The related issue they have is that there is no real differentiation. They all have similar buildings, similar doctors. Everywhere you go as a patient, you wait three hours, you have no idea what the bill is, why it will be. Only guarantee is whatever they say the bill is, it’s not going to be that. It will be much more than that.

So for a patient, they have no real way to decide where to go, so they default to whichever doctor they have heard of. Which then propagates this whole thing saying that patients come for doctors because there’s nothing else to decide upon.

GANESHPRASAD SRIDHARAN: Correct.

The Doctor Commission Model

VARUN DUBEY: So now because of that, the fastest way for a hospital to make money is to hire doctors who already have an existing patient base. Kind of like demand acquisition.

Now why should this doctor come to you? He’s already happy at a hospital he’s at because he has some hospital. So you will go to them and lure him with money and say, “I’ll give you 20% commission on whatever revenue you make,” which is roughly 20, 22, 23% is the industry average.

Let’s say there is a doctor who’s in his department, the total patient bill generation is 20 crores. So 20% means he is making 4 crores. Because the doctor has been forced into this commission structure.

GANESHPRASAD SRIDHARAN: Correct.

VARUN DUBEY: Now I will tell him, “Hey you, please join my hospital.” So with some negotiation, he will come to my hospital. But like any normal human being who changes a job, he is not going to come at a pay cut, right?

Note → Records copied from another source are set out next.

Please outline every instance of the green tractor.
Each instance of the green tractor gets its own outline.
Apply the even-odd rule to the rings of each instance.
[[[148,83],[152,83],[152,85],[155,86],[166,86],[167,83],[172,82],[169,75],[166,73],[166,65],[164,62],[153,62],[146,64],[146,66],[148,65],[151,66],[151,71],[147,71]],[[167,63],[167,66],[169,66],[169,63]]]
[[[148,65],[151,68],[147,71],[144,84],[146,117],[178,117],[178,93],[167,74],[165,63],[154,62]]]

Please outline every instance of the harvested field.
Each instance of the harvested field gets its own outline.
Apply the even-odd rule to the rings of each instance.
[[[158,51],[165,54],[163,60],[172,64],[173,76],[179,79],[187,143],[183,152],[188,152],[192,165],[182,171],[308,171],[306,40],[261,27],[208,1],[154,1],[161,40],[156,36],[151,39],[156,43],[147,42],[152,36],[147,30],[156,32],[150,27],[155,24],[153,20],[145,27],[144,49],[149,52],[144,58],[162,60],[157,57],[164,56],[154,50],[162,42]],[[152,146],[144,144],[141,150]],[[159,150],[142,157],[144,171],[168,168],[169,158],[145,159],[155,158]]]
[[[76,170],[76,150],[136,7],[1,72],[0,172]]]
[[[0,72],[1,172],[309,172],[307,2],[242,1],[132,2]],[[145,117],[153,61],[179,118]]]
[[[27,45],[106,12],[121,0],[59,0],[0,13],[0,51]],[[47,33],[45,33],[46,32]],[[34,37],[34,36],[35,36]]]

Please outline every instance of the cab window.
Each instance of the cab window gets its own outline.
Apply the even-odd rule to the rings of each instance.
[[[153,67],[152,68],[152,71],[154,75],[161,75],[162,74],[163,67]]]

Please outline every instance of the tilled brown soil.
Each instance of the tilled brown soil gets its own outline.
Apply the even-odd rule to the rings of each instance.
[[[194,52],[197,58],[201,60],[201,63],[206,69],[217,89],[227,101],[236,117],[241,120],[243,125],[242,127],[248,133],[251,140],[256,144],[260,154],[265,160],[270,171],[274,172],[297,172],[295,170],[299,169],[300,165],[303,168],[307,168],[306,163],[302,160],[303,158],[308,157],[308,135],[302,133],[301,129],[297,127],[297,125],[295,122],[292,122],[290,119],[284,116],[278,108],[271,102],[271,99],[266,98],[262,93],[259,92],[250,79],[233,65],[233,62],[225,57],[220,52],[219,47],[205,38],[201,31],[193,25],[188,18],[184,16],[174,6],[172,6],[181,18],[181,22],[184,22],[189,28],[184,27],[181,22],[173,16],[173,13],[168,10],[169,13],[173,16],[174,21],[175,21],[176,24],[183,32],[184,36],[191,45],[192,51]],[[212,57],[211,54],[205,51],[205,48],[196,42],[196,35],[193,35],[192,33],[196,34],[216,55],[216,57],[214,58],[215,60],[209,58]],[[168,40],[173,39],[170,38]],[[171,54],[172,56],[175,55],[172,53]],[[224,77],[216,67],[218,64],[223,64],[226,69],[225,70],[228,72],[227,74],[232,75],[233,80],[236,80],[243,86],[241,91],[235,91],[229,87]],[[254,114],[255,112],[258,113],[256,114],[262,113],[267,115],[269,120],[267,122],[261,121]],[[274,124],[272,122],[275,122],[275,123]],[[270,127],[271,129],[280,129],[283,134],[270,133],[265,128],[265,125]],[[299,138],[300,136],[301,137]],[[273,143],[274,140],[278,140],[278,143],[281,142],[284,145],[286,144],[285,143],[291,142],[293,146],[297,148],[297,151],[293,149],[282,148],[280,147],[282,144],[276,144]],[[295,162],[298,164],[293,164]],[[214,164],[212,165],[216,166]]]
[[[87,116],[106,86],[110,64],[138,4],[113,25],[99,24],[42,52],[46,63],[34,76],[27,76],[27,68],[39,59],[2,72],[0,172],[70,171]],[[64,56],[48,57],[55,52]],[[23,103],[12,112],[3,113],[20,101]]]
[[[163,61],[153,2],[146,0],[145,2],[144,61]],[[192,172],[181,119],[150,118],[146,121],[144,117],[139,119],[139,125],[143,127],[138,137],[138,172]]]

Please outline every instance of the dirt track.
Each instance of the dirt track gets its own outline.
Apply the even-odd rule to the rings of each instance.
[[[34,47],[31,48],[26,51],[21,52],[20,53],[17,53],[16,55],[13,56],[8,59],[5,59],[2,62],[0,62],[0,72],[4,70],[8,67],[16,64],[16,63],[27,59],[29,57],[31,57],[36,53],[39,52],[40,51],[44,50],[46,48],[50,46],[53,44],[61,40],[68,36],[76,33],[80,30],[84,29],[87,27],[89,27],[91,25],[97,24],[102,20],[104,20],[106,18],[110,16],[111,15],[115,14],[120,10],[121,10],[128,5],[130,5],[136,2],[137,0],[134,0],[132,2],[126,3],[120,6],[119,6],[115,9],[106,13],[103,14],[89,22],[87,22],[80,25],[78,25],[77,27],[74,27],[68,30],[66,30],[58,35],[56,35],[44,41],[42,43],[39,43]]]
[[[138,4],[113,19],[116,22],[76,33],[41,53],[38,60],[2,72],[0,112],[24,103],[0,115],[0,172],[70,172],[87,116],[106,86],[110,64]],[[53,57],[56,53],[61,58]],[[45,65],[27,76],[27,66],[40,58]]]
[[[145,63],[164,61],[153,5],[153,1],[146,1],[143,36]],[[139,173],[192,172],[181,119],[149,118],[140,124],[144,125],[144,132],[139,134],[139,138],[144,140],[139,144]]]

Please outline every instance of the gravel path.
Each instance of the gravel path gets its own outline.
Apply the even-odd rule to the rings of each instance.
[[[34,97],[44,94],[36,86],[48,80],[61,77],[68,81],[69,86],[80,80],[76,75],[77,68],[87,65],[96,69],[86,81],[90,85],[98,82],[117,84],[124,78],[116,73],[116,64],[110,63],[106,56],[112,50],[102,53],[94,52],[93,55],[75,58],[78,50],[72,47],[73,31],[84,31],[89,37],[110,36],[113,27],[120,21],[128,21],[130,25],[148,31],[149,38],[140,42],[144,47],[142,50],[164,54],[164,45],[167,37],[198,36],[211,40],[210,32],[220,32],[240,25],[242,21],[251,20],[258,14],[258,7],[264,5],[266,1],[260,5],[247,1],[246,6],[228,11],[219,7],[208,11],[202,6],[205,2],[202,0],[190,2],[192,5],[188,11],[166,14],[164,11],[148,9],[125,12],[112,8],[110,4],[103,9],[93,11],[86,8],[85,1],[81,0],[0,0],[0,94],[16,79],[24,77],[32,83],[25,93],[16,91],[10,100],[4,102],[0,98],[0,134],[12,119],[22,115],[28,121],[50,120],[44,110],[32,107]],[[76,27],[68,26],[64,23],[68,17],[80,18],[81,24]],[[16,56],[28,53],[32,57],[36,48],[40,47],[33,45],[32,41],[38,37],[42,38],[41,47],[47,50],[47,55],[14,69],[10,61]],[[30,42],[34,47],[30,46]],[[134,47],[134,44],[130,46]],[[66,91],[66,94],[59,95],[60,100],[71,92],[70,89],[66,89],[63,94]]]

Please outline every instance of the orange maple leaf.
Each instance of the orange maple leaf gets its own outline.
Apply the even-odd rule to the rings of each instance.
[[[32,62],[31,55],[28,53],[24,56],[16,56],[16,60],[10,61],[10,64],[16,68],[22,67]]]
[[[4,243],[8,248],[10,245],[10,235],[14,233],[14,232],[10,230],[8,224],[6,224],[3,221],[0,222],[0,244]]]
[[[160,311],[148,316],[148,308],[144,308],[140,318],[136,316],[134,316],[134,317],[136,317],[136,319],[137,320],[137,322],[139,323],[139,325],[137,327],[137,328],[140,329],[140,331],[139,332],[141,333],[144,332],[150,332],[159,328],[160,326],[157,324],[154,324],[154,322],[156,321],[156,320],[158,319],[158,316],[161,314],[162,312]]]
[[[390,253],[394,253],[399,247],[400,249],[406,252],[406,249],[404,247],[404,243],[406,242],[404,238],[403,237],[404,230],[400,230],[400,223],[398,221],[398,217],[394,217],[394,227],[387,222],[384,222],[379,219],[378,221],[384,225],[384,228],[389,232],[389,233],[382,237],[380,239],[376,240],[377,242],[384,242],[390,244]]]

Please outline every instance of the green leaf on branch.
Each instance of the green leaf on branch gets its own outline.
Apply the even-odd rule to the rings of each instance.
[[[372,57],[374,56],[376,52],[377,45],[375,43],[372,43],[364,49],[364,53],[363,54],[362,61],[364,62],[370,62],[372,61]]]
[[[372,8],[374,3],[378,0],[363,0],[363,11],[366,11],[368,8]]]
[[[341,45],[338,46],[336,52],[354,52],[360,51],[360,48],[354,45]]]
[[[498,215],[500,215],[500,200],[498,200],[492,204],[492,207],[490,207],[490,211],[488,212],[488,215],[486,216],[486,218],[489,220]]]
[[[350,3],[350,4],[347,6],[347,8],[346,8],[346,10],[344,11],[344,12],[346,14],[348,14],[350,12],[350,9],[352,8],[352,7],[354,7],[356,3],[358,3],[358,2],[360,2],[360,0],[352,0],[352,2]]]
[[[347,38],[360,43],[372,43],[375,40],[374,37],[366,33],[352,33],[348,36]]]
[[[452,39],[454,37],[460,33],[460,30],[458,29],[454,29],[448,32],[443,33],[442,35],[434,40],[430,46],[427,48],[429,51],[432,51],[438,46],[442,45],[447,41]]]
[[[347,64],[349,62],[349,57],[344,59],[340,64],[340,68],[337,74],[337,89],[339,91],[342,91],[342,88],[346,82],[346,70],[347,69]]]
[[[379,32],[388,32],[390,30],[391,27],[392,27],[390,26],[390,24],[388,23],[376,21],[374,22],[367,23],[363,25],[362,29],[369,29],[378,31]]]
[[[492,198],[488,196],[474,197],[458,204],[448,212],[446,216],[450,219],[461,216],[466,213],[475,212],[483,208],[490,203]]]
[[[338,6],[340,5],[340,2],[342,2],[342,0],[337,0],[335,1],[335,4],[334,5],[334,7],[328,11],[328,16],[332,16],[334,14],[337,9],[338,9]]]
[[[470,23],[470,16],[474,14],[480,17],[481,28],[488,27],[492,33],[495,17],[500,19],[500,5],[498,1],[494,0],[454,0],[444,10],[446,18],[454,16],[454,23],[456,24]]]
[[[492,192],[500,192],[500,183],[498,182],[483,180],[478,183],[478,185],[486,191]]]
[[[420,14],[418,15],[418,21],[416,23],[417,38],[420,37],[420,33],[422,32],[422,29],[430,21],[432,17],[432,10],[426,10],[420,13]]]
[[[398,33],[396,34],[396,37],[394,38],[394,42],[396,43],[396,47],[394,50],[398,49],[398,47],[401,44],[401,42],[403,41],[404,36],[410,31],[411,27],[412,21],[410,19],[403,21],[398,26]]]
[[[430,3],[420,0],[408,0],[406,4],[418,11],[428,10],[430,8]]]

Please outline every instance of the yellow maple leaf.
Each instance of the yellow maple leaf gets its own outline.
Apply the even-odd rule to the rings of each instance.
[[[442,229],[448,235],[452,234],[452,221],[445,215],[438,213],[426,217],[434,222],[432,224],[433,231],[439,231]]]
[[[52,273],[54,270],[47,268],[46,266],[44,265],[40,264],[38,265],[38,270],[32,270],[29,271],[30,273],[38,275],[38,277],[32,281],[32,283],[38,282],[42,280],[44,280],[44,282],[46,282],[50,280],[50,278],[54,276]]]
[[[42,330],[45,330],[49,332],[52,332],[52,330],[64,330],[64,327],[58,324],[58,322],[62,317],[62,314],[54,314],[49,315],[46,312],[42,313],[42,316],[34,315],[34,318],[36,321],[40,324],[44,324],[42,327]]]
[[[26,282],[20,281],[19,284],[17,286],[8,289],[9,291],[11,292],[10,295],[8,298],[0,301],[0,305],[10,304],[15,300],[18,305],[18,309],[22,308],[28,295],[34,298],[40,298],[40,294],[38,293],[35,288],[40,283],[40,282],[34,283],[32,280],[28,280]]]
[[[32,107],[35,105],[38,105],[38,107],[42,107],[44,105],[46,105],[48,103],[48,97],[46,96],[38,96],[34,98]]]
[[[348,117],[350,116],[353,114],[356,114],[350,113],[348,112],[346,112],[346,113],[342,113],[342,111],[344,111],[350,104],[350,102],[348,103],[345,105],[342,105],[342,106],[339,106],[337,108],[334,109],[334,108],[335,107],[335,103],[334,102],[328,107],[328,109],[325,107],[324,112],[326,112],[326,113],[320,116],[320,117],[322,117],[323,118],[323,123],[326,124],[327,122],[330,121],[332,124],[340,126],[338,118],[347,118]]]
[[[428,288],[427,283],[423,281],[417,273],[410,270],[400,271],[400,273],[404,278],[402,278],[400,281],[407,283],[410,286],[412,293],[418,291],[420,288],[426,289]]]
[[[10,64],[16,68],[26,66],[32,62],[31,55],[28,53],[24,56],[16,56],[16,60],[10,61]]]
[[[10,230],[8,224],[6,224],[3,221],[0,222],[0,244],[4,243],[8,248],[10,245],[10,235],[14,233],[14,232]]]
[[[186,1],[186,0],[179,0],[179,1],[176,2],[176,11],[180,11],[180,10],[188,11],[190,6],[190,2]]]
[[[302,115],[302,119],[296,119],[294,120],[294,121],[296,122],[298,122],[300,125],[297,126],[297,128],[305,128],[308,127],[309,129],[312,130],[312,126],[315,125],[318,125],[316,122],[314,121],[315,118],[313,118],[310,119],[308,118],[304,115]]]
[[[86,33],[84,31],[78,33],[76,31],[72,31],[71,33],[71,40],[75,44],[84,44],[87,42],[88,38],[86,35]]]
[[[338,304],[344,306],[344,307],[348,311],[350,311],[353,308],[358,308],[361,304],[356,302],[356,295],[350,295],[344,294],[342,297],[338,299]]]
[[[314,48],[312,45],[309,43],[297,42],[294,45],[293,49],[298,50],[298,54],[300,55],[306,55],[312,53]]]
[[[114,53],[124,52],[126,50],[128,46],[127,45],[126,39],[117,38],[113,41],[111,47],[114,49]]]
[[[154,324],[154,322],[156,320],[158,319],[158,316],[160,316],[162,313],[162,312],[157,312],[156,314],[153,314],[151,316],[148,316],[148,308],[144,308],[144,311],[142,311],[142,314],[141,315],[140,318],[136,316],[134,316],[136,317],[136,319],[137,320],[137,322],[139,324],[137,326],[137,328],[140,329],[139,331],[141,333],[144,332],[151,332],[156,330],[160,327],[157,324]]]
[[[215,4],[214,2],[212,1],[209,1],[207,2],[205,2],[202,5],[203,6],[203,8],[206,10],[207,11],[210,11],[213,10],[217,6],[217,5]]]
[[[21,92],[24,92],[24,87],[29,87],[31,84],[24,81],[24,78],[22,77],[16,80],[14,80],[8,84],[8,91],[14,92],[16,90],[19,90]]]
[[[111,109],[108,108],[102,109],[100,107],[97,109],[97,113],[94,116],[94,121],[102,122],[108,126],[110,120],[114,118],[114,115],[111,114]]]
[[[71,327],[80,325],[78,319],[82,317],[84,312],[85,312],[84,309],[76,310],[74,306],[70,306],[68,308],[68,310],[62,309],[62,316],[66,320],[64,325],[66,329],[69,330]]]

GANESHPRASAD SRIDHARAN: Correct.

VARUN DUBEY: So I have to give him what he was making at least. But it’s not like on day one, the same revenue will transition. It will take some time. Some patients will stay back. Not everybody will move. This hospital will be further away. Variety of reasons. So there is typically a 6 to 9 month grace period given to this doctor.

GANESHPRASAD SRIDHARAN: Okay.

The Minimum Guarantee System

VARUN DUBEY: And this 20% that is given, so let’s say whatever 20 crores means 4 crores, say 30 lakh rupees a month is called a minimum guarantee. Which means that whether any patient comes or not, I guarantee that I will pay you this much every month.

GANESHPRASAD SRIDHARAN: 4 crores.

VARUN DUBEY: 4 crores a year. Now obviously the implied thing there is that you have to make at least 5x the revenue from the minimum guarantee. So there is a metric that hospitals track very closely called minimum guarantee recovery.

GANESHPRASAD SRIDHARAN: Minimum guarantee recovery.

VARUN DUBEY: Minimum guarantee is MG. So they have a metric called MG recovery. There is a guy in the unit operations whose only job every day is to look at doctor names and see what are we paying him and how much is he recovering for us.

GANESHPRASAD SRIDHARAN: Was it your job as the chief revenue officer?

VARUN DUBEY: I mean kind of, yes. Like, I mean obviously we have unit teams and stuff.